No, Canada: Gun bill amended to ban common hunting rifles

(Jonathan Hayward/The Canadian Press via AP, File)

Canada is further down the thorny path towards a total ban on gun ownership than we are here in the United States, with the Trudeau government imposing an outright ban on most semi-automatic rifles and freezing the sale of handguns across the country. In fact, things are progressing so rapidly with our neighbor to the north that anti-gun politicians and their activist allies are now so emboldened they’re going after commonly-owned hunting rifles and shotguns despite repeatedly claiming that hunters had nothing to fear from their machinations.


Last week, the Liberal government introduced several last-minute amendments to C-21, the sweeping gun control bill that’s already started to be implemented thanks to Trudeau’s use of Canada’s version of an executive order.
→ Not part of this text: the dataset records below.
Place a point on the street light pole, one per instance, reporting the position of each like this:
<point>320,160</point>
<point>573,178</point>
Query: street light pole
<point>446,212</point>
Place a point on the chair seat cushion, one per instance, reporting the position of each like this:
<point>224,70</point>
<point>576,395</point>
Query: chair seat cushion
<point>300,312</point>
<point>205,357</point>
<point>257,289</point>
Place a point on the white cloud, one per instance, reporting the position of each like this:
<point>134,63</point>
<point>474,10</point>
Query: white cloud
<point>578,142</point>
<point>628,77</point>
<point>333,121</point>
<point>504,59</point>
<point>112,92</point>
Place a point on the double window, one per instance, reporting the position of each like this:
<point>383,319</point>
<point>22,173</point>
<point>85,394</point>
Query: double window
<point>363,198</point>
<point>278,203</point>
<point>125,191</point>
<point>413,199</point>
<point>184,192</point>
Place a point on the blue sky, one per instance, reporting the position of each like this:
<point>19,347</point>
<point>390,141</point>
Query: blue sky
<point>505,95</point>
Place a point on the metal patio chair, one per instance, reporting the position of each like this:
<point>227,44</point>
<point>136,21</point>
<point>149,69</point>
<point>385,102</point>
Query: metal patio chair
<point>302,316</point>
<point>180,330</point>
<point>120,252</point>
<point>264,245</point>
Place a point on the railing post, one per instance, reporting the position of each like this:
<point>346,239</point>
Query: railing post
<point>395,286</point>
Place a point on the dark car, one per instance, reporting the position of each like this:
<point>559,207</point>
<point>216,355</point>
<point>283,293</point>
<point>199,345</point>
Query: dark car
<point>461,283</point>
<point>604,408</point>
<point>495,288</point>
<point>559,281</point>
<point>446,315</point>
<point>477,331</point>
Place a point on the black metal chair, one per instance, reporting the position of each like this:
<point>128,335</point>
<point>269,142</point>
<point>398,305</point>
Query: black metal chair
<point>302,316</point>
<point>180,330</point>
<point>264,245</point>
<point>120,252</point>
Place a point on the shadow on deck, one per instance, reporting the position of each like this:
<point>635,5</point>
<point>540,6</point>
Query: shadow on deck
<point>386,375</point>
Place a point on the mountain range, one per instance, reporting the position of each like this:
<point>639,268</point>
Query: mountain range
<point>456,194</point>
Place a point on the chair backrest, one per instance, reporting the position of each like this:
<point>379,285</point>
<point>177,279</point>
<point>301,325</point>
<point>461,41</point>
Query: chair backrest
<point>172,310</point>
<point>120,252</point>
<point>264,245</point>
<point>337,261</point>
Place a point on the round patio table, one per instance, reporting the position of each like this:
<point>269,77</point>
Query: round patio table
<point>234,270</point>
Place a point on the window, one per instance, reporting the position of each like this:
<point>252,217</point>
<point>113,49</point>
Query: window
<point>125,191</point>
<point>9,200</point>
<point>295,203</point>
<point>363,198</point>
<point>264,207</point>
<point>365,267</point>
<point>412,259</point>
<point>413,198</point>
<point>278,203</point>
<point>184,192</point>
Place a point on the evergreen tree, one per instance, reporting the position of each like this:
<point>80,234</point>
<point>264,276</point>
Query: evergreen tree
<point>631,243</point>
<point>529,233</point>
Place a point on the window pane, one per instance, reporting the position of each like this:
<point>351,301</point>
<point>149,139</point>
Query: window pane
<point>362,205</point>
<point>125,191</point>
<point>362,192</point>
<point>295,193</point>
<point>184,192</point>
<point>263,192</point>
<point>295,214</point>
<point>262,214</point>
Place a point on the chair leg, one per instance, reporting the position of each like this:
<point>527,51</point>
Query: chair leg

These new amendments would wrap up many common hunting rifles in the existing ban, and conservatives rightfully objected to the late additions given their impact.

The amendment adds long guns to the banned list in four different ways. First, it has a clause that would effectively ban any rifle or shotgun that could potentially accept a magazine with more than five rounds, whether or not it actually has such a magazine. Critics say that includes many rifles designed for hunters, not soldiers.

The list also names guns that fall afoul of two rules nominally intended to ban powerful military weapons such as .50-calibre sniper rifles and mortars. One rule bans long guns that can generate more than 10,000 joules of energy, and the other bans guns with a muzzle wider than 20 millimetres. Critics say those rules would ban everything from antique blunderbusses to the Nine O’clock Gun in Vancouver’s Stanley Park.

Lastly, the amendment prohibits, by name, a large number of semi-automatic firearms that do not have detachable magazines and don’t meet the definition of an “assault-style firearm,” or infringe the other two rules, but which the government wants to ban anyway. They include a number of long guns in wide use by Canadian hunters.


The simple truth is that for the gun prohibitionists, there is no acceptable gun. Not an AR-15, a Glock 17, a Winchester repeating rifle, or even a single-shot black powder muzzleloader. The true believers will try to ban every gun they can, and right now Canadian activists are feeling pretty emboldened.

The reaction, however, has been loud and widespread enough that Trudeau and his minister of public safety are now trying to put some daylight between themselves and the amendments.

Prime Minister Justin Trudeau says he is listening to concerns that some of the firearms his government is looking to ban are in fact used more for hunting.

The remarks at a press conference in Ontario today suggest Trudeau is shifting his tone on a piece of gun-control legislation being studied by members of Parliament.

Opposition Conservatives say the proposed definition would bar some firearms used for hunting, which has prompted Public Safety Minister Marco Mendicino to say that is not the government’s intention and accuse Tory MPs of “fearmongering.”

What you bet that, after supposedly listening to those concerns, Trudeau decides to move ahead with the amended version of C-21 regardless? There is no right to keep and bear arms in Canada’s constitution, so the prime minister doesn’t even have to bother with paying lip service to respecting anyone’s rights here. I suspect that Trudeau’s just going to ride out this particular news cycle without C-21 seeing any substantive changes in Parliament, and with the country’s peaceable gun owners still being blamed for the actions of violent criminals.